The bill, passed last summer by the US Congress, earmarked $369bn for clean energy and climate-related projects, provoking a litany of complaints from EU governments who claim it violates trade rules and distorts competition.

But business leaders and US climate envoy John Kerry argue that instead of expecting major concessions from the US, the EU and other partners need to take urgent steps to make their own green investment conditions more attractive. The alternative could be lost business and slowed efforts to address climate change.

European companies that are already drawing up plans to boost US spending include BMW, Italian energy group Enel and Norwegian battery group Freyr.
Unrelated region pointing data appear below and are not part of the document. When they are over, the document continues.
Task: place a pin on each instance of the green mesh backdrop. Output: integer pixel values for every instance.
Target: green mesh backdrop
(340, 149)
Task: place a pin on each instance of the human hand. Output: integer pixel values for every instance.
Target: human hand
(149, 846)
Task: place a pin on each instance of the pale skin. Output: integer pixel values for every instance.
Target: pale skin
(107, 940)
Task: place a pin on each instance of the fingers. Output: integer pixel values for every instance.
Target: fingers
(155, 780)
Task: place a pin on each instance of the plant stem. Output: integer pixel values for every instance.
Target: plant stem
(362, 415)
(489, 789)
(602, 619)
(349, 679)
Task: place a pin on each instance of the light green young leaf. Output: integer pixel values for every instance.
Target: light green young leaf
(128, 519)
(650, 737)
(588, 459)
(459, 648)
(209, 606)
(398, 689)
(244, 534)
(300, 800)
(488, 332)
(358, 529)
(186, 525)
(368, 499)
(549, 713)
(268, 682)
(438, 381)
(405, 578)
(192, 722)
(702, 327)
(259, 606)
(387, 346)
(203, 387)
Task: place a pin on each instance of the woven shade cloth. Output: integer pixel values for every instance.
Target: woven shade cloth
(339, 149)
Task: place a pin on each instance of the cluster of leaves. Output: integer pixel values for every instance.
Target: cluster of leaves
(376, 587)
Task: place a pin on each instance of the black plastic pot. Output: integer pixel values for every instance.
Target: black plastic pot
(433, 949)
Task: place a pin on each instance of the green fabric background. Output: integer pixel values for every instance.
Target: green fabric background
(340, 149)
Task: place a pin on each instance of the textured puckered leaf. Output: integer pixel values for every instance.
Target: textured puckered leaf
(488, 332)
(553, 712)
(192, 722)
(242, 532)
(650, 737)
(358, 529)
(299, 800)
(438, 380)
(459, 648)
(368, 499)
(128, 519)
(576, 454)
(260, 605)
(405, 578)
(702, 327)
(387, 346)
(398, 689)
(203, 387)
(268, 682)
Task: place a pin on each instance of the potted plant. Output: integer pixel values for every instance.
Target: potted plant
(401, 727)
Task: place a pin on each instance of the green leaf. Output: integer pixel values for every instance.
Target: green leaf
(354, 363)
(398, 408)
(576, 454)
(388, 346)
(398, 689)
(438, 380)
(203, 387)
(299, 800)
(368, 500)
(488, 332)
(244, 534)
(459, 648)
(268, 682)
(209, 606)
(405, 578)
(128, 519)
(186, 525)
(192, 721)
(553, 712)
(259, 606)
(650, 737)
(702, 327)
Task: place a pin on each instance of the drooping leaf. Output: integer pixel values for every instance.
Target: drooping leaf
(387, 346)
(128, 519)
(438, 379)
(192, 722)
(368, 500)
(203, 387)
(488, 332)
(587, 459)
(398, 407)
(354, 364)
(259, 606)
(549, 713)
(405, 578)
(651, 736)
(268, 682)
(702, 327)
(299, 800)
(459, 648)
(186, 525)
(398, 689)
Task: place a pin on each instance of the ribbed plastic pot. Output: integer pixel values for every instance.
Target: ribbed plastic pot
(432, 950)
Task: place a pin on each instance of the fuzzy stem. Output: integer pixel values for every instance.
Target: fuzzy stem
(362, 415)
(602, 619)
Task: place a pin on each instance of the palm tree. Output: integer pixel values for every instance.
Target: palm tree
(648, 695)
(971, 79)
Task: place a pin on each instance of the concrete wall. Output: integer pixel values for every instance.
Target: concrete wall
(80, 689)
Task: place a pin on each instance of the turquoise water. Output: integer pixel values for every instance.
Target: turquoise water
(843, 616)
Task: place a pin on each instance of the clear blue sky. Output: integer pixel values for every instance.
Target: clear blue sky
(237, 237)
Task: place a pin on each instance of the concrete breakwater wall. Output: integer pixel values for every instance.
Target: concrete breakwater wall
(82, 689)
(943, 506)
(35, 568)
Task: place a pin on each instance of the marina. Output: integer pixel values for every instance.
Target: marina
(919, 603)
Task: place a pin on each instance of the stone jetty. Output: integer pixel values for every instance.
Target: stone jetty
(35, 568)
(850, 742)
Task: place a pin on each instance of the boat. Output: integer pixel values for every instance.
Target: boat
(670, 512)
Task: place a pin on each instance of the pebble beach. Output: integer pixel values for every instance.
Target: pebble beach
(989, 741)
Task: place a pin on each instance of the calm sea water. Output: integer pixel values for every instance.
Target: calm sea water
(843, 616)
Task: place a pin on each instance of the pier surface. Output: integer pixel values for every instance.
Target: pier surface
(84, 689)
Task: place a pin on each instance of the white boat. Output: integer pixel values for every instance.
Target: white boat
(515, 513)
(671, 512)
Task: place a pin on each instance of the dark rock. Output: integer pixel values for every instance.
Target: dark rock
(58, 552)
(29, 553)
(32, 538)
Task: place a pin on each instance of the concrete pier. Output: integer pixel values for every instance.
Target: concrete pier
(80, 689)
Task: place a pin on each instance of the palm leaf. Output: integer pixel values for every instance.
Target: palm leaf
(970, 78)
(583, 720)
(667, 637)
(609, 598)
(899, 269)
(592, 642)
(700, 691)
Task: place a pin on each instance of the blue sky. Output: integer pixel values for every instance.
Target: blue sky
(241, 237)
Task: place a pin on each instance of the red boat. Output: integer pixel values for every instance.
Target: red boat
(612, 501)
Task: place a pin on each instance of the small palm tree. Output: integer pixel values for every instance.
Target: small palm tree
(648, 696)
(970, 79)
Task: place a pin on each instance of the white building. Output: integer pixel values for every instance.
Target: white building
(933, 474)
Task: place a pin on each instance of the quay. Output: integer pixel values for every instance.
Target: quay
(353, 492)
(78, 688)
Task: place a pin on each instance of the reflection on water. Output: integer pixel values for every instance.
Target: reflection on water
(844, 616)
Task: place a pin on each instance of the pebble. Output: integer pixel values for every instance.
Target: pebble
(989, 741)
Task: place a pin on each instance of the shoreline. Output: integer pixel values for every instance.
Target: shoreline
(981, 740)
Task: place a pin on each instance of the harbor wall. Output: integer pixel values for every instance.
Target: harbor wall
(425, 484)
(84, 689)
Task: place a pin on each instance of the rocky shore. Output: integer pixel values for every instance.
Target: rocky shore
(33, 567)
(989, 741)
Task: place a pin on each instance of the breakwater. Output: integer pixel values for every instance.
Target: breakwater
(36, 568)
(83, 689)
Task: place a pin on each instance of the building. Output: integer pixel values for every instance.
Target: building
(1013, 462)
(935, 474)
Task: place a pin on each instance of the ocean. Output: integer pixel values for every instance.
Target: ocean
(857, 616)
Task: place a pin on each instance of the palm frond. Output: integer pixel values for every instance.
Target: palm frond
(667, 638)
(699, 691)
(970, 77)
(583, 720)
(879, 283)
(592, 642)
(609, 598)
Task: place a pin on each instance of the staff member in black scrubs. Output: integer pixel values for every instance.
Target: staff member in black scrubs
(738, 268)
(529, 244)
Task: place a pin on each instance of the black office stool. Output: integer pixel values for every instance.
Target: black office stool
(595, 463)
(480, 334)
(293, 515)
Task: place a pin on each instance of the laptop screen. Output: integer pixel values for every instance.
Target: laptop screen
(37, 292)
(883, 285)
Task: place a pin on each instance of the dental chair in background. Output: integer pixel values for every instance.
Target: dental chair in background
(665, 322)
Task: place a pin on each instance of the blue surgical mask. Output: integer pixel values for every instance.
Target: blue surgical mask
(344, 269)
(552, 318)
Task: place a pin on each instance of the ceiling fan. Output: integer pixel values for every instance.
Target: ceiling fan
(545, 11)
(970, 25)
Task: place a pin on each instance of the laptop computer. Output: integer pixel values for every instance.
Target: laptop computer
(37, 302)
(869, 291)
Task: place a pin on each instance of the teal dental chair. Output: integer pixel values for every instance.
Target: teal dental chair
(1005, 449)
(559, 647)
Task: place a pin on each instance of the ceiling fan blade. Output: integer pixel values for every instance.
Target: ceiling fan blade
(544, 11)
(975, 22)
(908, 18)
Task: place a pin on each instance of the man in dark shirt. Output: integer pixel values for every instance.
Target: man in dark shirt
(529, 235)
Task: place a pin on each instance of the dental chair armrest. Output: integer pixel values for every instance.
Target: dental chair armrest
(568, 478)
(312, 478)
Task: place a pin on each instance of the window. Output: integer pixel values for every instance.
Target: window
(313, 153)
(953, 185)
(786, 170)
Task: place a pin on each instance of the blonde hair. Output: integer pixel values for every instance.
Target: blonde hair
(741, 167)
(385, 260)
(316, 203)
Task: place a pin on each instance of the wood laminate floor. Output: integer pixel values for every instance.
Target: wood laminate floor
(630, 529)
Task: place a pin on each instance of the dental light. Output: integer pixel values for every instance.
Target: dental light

“The basic issue is that the US has created a business case for investment in green technologies,” said Luisa Santos of BusinessEurope, a corporate lobby group based in Brussels. The EU faces more complex regulation and higher energy costs, which “is a very substantial incentive to go to the US”.

What is the Inflation Reduction Act supposed to achieve?

A quality control worker checks a solar panel in Georgia, US © Bloomberg

By offering companies billions of dollars — largely through a system of tax credits — the law aims to jump-start investment in new and nascent clean energy technologies. It also rewards companies for setting up in the US, and for reorganising supply chains to be located either in the US or among allies and partners.

The aim is the government subsidies will accelerate the pace at which new technologies become widely available and affordable, as well as create a new economy of “green jobs” in the US while reducing reliance on China.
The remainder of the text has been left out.